More than $38 million in grants was given out by the Department of Defense Education Activity this year to 32 public school districts serving large numbers of military children. We are so often bludgeoned with incomprehensibly large numbers--who can even understand what a billion dollars really represents, much less a trillion?--that my first reaction to this news was to wonder “why so little?” Then I realized that for a school district to receive on average more than a million dollars to help military children is no small thing.
According to Elaine Wilson’s Army News Service article, “Public Schools Serving Military Children Benefit from Grants,” schools receiving grants have around 190,000 total students, approximately 37,000 of whom are from military families in communities near more than 30 military installations.
Kathleen Facon, chief of DoDEA's educational partnership, explains that "while we really want to enhance opportunities for military students, these grants also provide an opportunity to raise achievement for all students." It does work better, in my experience as an educator, to assume that any special program could benefit far more students than it targets, and it may work better for military students not to be singled out, but be part of a wider school program.

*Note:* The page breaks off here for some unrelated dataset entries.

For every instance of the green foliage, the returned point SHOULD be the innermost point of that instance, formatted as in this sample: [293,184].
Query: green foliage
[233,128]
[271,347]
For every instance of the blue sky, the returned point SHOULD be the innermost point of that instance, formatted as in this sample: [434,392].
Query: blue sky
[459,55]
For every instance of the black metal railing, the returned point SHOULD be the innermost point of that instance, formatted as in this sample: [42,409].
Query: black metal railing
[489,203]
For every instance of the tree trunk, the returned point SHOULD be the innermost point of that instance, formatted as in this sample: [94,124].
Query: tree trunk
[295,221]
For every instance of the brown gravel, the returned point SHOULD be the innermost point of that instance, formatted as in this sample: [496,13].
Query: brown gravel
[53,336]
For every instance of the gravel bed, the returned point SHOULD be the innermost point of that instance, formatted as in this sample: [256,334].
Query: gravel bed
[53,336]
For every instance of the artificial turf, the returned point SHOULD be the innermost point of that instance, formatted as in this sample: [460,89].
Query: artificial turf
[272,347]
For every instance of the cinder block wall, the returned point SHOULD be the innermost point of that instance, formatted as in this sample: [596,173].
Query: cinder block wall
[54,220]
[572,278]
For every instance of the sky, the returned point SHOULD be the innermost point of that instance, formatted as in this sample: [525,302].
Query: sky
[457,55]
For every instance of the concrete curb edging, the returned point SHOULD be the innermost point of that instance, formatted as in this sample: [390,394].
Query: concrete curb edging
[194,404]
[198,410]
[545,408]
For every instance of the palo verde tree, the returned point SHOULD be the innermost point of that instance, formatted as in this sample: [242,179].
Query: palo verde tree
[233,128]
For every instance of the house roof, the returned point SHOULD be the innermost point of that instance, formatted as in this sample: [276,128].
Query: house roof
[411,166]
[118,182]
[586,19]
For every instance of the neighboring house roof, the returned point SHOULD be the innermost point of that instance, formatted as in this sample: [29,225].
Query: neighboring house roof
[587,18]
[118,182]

Funding was based on the number of military-connected students at the school, with grants ranging from $150,000 to $2.5 million. Most focused on science, technology, engineering and mathematics, many using innovative technology such as smart phones and other hand-held devices to learn math. For a professor teaching humanities, as I do, smart phones create a parallel universe of text messaging, so I had to smile at the idea of a classroom full of students told to pull out their phones rather than put them away!
Classroom academics are not the only focus of the grants. Military children transitioning into a new school often need help adjusting to new demands, both academic and social. Colleges recognize how difficult it is to step into the middle of an ongoing class, and they don’t allow it, but K-12 is a different matter, and if a new family shows up five, ten, twenty weeks into a school year, the children are thrown right into the middle of what may be an unfamiliar curriculum and different classroom environment. Several grants address these needs, funding programs to facilitate class placement and social integration, or offering after-school homework clubs and tutoring.

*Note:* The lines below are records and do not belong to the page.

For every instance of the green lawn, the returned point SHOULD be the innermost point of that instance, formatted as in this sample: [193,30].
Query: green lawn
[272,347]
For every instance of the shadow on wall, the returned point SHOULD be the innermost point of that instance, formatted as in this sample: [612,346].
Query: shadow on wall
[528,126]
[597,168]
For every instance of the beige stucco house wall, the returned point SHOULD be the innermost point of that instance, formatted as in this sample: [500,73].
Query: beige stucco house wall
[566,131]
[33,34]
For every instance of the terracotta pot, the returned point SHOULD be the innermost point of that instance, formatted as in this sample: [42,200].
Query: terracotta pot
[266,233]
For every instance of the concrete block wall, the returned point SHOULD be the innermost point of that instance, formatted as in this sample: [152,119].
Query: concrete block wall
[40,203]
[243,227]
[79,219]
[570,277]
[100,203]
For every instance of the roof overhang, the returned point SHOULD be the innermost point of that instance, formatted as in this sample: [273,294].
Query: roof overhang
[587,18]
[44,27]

I have written in the past about one of the grantees under the DoDEA’s program, a consortium of districts in my own area (San Diego) that is working with the University of Southern California’s Masters of Social Work students on a program to help schools in the area be more responsive to students from military families.
An estimated 90 percent of military students attend public schools. Though the DoDEA’s effort can provide important planning information and identify promising practices, in the end the $38 million will only impact a few children. I wonder what the plan is for the others.